Hide Forgot
Description of problem: Hi, There's a KVM+THP corruption in 4.5 (and current 4.6) kernels that i've triggered on Fedora while testing the QEMU Postcopy feature. There's a chance it might trigger with the use of the more common Balloon feature as well, so it's probably worth fixing since the symptom is a random guest memory corruption Fixed by Andrea Arcangeli's patch: [PATCH 1/1] mm: thp: kvm: fix memory corruption in KVM with THP enabled currently being discussed on lkml/linux-mm/qemu-devel Version-Release number of selected component (if applicable): 4.5, 4.6 kernels How reproducible: ah well, that's rather complicated; I can reproduce it 100% in a nest, and about 1/1000 runs of my test suite on a real host. It disappears if you turn THP off or include the patch noted. Steps to Reproduce: I've seen reports that migrating a busy guest using postcopy will hang on 4.5; but I'm about to post tests/postcopy-test for qemu. I run it repeatedly and it fails the first time on a VM but randomly on hardware. Actual results: A migrated VM whose contents aren't quite the same as the source. Expected results: A nice happy migrated VM Additional info:
This patch has been added to rawhide and f24 kernels. It should make the next build.

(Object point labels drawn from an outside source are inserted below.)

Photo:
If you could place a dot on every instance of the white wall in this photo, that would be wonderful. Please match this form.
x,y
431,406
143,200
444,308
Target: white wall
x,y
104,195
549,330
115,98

kernel-4.5.3-300.fc24 has been submitted as an update to Fedora 24. https://bodhi.fedoraproject.org/updates/FEDORA-2016-4ce97823af
It's worth keeping an eye out for other THP fixes going in; I know there's at least one other one being discussed effecting VFIO. Dave
kernel-4.5.3-300.fc24 has been pushed to the Fedora 24 testing repository. If problems still persist, please make note of it in this bug report. See https://fedoraproject.org/wiki/QA:Updates_Testing for instructions on how to install test updates. You can provide feedback for this update here: https://bodhi.fedoraproject.org/updates/FEDORA-2016-4ce97823af
kernel-4.5.3-300.fc24 has been pushed to the Fedora 24 stable repository. If problems still persist, please make note of it in this bug report.
I can confirm 4.5.3-300.fc24 fixes it for me.